Peu orthodoxe étoile en petits groupes Shira Haas est l’adolescente rebelle d’Asie (Alena Yiv), une jeune maman pleine de vie qui a eu sa fille Vika alors qu’elle était un peu plus qu’une adolescente. Les deux partagent une proximité plus proche des sœurs que de la mère et de la fille, mais cette relation a récemment commencé à changer alors que Vika avait commencé à implorer sa propre indépendance et sa vie privée, même si l’apparition rampante d’une maladie dégénérative l’empêche encore plus.

Il n’y a pas de scène de diagnostic larmoyante, pas de panne explosive de Vika ou d’Asie alors que nous apprenons les détails de la maladie qui rendent les membres de Vika inutiles; nous avons vu tout cela auparavant dans tous les autres drames de maladies tragiques. Au lieu, Asie nous fait entrer intimement dans la vie de l’Asie et de Vika alors qu’ils font face à la lente apparition de la maladie sans nom. Le style de réalisation de Pribar n’a rien de compliqué – il est simple, refusant presque d’être sentimental, mais il est loin d’être non sentimental. La direction simple de Pribar permet Asie pour aborder des thèmes compliqués: les turbulences de l’Asie sur le fait de prendre soin de sa fille tout en déplorant sa propre vie amoureuse compliquée, le ressentiment de Vika envers sa charmante et belle mère qui peut inciter les hommes à la regarder d’un simple regard, l’inévitable atrocité du progrès de la maladie.

Les deux sont têtus et opiniâtres pour une faute, et riches de leurs propres défauts et idiosyncrasies. Asia essaie d’équilibrer son style de vie de travail dur et de jeu avec ses instincts maternels surprotecteurs pour Vika, tandis que la timide Vika, toujours peu sûre de son apparence simple par rapport à sa mère rayonnante, écrase les garçons de patineurs locaux qui lui montrent ses sourires au fromage . Vika aspire à vivre les expériences romantiques et sexuelles qui viennent si facilement en Asie, mais sa fenêtre d’opportunité se rétrécit lentement à mesure que la maladie progresse. Asia finit par s’en rendre compte et se fait une mission de coucher sa fille – une distraction plutôt drôle et légère de leur réalité déchirante.

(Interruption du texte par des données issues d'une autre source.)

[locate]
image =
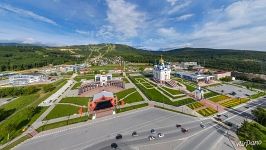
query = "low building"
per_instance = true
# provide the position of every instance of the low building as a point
(161, 72)
(221, 74)
(186, 65)
(24, 79)
(103, 79)
(195, 77)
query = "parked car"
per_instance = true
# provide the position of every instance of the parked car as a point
(184, 130)
(114, 146)
(178, 125)
(118, 136)
(202, 125)
(134, 133)
(160, 135)
(153, 131)
(151, 138)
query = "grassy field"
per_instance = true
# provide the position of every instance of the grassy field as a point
(131, 107)
(83, 101)
(234, 102)
(125, 80)
(172, 91)
(194, 105)
(133, 97)
(62, 111)
(63, 123)
(86, 77)
(76, 86)
(155, 95)
(260, 94)
(219, 98)
(210, 94)
(26, 112)
(207, 111)
(189, 85)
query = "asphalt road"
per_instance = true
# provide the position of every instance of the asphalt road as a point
(100, 133)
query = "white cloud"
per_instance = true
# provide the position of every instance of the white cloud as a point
(172, 2)
(168, 33)
(26, 13)
(124, 17)
(184, 17)
(177, 7)
(241, 25)
(86, 33)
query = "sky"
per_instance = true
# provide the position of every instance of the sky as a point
(150, 24)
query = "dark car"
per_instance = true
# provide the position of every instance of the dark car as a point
(114, 146)
(218, 119)
(118, 136)
(153, 131)
(184, 130)
(178, 125)
(134, 133)
(151, 138)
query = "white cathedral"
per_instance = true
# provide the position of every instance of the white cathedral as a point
(161, 72)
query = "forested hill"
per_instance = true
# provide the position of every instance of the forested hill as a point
(25, 57)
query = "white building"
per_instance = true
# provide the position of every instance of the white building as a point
(199, 93)
(161, 72)
(103, 78)
(24, 79)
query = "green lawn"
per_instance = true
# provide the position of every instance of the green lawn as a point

Mais la nouvelle résolution de l’Asie n’est jamais une comédie à éclater de rire, et la maladie de Vika n’est jamais trop déprimante – Asie marche à mi-chemin, dans cette étrange réalité ancrée de traiter franchement le chagrin avec un triste sens de l’humour. L’adieu a foulé ce territoire auparavant, mais c’est un film dont les films traditionnels restent généralement éloignés – les émotions sont trop compliquées et inconfortables pour être gérées, et il est plus facile de faire face aux grandes explosions sentimentales. En tant qu’infirmière, c’est un territoire que l’Asie ne connaît que trop bien – une scène douce-amère d’elle et un médecin / parfois un amant se remémorant affectueusement un patient qui perd sa femme lancinante a l’air de préfigurer où ira le film. Même lorsque les choses s’effondrent pour eux deux – un jour, Vika et Asia rentrent de l’hôpital dans un frigo cassé et des aliments pourris, et au lieu de tomber en larmes, Asia profite du moment pour se gâter avec sa fille.

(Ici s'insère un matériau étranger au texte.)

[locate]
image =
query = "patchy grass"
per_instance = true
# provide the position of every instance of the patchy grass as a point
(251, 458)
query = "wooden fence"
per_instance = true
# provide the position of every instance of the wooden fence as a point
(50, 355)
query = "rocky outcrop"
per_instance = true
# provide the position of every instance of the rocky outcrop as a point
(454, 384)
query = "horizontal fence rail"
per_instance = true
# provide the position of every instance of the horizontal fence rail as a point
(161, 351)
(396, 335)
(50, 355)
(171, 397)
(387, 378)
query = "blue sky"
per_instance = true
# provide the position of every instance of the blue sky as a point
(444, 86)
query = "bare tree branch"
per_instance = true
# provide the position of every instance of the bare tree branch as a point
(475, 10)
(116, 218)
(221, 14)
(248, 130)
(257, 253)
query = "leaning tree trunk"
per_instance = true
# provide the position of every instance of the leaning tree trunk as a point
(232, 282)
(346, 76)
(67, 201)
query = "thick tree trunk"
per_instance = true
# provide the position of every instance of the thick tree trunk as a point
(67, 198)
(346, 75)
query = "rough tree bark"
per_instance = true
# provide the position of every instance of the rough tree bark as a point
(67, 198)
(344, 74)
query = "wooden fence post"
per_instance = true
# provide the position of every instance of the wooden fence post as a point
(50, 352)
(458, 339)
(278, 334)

Yiv et Haas sont presque trop parfaitement interprétés comme mère et fille – leur ressemblance physique est étrange. Haas, qui devrait devenir une star à l’ouest après une performance en petits groupes dans Peu orthodoxe, impressionne une fois de plus, donnant une performance émotionnelle mélancolique et tendue et est formidable pour montrer la lente désintégration de son corps sous la maladie, toutes les mains enroulées et les membres tremblants. Yiv offre une performance plus subtile mais non moins étonnante, communiquant une résilience silencieuse et un chagrin d’amour qui ne scintille que parfois sur son visage lorsqu’elle aide sa fille à sortir de son fauteuil roulant.

«La seule grande chose que j’ai obtenue d’un homme, c’est vous», dit Asia avec tendresse à Vika, alors qu’elle réconforte sa fille lors de son premier chagrin.

Asie est un film intimiste et discrètement dévastateur qui refuse d’être vaincu par la maladie dont souffre Vika. En fin de compte, c’est un drame profondément simple sur la relation en couches, complexe et incassable entre la mère et la fille.